Minus der Krankenversicherung: Regierung regelt Arznei-Markt neu

Durch schärfere Regelungen will die Regierung Preissteigerungen bei Medikamenten eindämmen. Der Opposition gehen die Pläne nicht weit genug.

Bislang können Pharma-Konzerne ihre Produkte als neuartig verkaufen, auch wenn diese nur einen nebensächlichen zusätzlichen Wirkstoff haben. : dpa

Neue Vorgaben für den Arzneimittelmarkt sollen dafür sorgen, dass die gesetzlichen Krankenkassen ab 2011 pro Jahr rund 2 Milliarden Euro einsparen. Die Reform soll helfen, das rapide wachsende Defizit in der gesetzlichen Krankenversicherung einzudämmen. Einem entsprechenden Gesetzentwurf des Gesundheitsministerium stimmte das Kabinett am Dienstag zu.

Ab kommendem Jahr stehen demnach Pharmahersteller in der Pflicht, durch Studienergebnisse zu beweisen, dass ein neues Medikament einen zusätzlichen Nutzen für Patienten hat. Bislang können Konzerne ihre Produkte als neuartig verkaufen, auch wenn diese nur einen nebensächlichen zusätzlichen Wirkstoff haben. Für dieses "neue" Medikament dürfen sie selbst einen Verkaufspreis festlegen - ein international einmaliges Verfahren. Dies trägt zu den rapide steigenden Kosten bei: Im vergangenen Jahr gaben die Kassen 32 Milliarden Euro für Medikamente aus, das sind 1,5 Milliarden Euro mehr als im Jahr zuvor. Mit dieser kostentreibenden Politik soll nun Schluss sein.

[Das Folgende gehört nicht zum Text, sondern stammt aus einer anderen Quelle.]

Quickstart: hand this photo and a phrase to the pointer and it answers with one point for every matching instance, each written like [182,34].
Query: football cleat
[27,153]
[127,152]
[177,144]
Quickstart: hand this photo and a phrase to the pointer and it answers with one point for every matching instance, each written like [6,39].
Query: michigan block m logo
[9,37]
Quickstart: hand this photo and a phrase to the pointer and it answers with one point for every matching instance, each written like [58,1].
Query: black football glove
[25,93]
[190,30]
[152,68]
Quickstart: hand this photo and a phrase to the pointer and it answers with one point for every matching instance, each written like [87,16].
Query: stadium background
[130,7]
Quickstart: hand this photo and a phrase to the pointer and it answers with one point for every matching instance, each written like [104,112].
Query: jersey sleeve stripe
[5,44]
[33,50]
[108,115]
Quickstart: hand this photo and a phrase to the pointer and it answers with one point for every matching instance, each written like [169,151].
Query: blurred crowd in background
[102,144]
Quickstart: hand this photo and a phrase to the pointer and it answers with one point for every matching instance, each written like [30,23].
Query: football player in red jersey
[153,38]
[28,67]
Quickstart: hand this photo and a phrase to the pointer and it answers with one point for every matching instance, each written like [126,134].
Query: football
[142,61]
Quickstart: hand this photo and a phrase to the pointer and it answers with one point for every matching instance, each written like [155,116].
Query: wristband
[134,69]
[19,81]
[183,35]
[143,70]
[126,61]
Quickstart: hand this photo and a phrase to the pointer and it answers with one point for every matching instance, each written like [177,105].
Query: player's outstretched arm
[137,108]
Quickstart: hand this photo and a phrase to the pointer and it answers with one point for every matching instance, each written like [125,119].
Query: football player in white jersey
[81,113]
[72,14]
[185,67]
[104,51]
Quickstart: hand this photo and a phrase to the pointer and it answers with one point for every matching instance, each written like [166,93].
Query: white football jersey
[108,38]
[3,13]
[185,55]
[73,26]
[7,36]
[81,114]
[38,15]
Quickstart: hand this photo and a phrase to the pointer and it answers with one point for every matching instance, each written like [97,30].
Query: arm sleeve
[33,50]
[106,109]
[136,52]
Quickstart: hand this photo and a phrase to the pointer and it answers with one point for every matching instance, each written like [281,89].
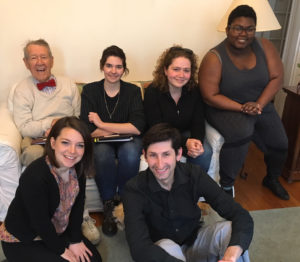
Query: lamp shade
[266,19]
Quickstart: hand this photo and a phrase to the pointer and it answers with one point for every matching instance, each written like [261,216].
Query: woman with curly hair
[43,222]
[173,97]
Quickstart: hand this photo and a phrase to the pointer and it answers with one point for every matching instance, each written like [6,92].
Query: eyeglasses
[237,29]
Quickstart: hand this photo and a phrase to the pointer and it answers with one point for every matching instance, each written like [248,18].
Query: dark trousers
[36,251]
[239,129]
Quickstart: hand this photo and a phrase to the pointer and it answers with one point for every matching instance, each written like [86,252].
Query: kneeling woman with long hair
[43,222]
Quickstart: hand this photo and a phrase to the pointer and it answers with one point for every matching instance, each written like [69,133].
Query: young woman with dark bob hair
[112,106]
[44,220]
[173,97]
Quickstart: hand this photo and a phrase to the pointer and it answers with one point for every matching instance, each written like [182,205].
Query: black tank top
[243,85]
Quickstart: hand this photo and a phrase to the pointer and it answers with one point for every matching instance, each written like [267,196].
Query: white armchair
[10,168]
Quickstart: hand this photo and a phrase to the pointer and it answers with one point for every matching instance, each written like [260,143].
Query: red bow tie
[42,85]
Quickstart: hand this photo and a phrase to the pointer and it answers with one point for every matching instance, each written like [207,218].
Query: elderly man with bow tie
[41,99]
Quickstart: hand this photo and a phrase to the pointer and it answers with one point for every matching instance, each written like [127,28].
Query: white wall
[291,55]
[78,31]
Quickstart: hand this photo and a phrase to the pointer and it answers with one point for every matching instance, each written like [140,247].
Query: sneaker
[275,186]
[109,226]
[118,214]
[90,231]
[229,191]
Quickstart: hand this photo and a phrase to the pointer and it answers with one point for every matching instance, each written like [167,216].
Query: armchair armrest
[10,169]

Dafür ist eine unabhängige Institution nötig, die die Wirksamkeit neuer Medikamente überprüft. Zwar gibt es seit 2004 das "Institut für Qualität und Wirtschaftlichkeit im Gesundheitswesen" (IQWiG). Doch auch auf Druck des FDP-geführten Bundesgesundheitsministeriums wurde im vergangenen Januar der Vertrag des renommierten Institutsleiters Peter Sawicki nicht verlängert. Dies wurde weithin als Signal verstanden, dass allzu deutliche Kritik an der mächtigen Pharmalobby unerwünscht sei. Nun soll das geschwächte IQWiG Arzneien auf ihren Zusatznutzen untersuchen - und das auf Basis von Unterlagen der Konzerne selbst. Die Grünen-Gesundheitsexpertin Birgitt Bender fordert daher, bereits abgeschlossene Studien in die Bewertung einzubeziehen und "eine zentrale Stelle" einzurichten, "über die die Veröffentlichungen zu erreichen sind".

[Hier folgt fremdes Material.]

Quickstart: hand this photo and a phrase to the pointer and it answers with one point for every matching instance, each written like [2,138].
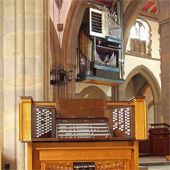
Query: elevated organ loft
[99,52]
[75,134]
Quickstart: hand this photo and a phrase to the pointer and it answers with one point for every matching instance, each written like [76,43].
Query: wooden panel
[29,156]
[84,154]
[42,145]
[80,108]
[144,147]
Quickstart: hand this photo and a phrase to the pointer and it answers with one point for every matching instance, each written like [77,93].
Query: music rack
[89,133]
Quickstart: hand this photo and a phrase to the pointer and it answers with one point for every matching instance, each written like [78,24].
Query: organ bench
[73,134]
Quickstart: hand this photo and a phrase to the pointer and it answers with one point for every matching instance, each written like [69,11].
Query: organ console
[73,134]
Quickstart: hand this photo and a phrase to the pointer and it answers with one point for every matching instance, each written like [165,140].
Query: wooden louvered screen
[43,122]
[122,121]
[96,23]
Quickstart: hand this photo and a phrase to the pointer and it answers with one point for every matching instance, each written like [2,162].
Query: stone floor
[154,163]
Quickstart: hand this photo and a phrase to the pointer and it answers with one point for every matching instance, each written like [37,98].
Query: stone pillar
[1,76]
[21,69]
[9,53]
[20,76]
[164,30]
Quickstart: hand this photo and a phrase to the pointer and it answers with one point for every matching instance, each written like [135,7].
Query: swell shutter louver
[96,23]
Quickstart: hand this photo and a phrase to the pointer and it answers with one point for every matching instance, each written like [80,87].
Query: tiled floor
[155,163]
[152,160]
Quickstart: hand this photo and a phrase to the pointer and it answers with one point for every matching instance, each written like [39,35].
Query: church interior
[84,85]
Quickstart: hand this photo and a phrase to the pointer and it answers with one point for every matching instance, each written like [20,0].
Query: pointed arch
[152,81]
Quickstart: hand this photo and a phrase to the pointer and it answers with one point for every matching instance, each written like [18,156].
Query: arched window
[140,38]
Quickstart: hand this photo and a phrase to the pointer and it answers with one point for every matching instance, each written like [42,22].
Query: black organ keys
[42,122]
[122,120]
[74,129]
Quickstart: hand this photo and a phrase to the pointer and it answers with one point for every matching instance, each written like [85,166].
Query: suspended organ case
[82,133]
[99,53]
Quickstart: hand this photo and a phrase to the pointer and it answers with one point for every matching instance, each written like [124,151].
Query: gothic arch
[71,31]
[130,16]
[152,81]
[94,92]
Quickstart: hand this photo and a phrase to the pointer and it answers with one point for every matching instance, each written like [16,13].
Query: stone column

Innerhalb eines Jahres nach Markteinführung müssen Hersteller künftig mit den Krankenkassen einen Preis aushandeln. Falls sie sich nicht einigen, soll eine zentrale Schiedsstelle über den Arzneimittelpreis entscheiden, und zwar ab dem 13. Monat nach Markteinführung. Kosten für Arzneimittel, deren Zusatznutzen der Hersteller nicht beweisen kann, müssen Kassen ihren Versicherten künftig nicht mehr vollständig erstatten. Diese zahlen dann nur noch den Preis, den ein vergleichbares Medikament auf dem Markt kostet. Das soll Versicherte davon abhalten, sich teure, aber überflüssige Arzneien verschreiben zu lassen.

Die Linkspartei-Fraktion kritisiert, Gesundheitsminister Philipp Rösler (FDP) erweise sich hierbei als "Untertan der Pharmakonzerne". "Im ersten Jahr können die Hersteller nämlich nach wie vor exorbitante Mondpreise verlangen", sagte die Vizechefin des Gesundheitsausschusses, Kathrin Vogler. Die Grünen-Gesundheitsexpertin Birgitt Bender fordert, den Nutzen neuer Medikamente bereits während des Zulassungsverfahrens zu überprüfen.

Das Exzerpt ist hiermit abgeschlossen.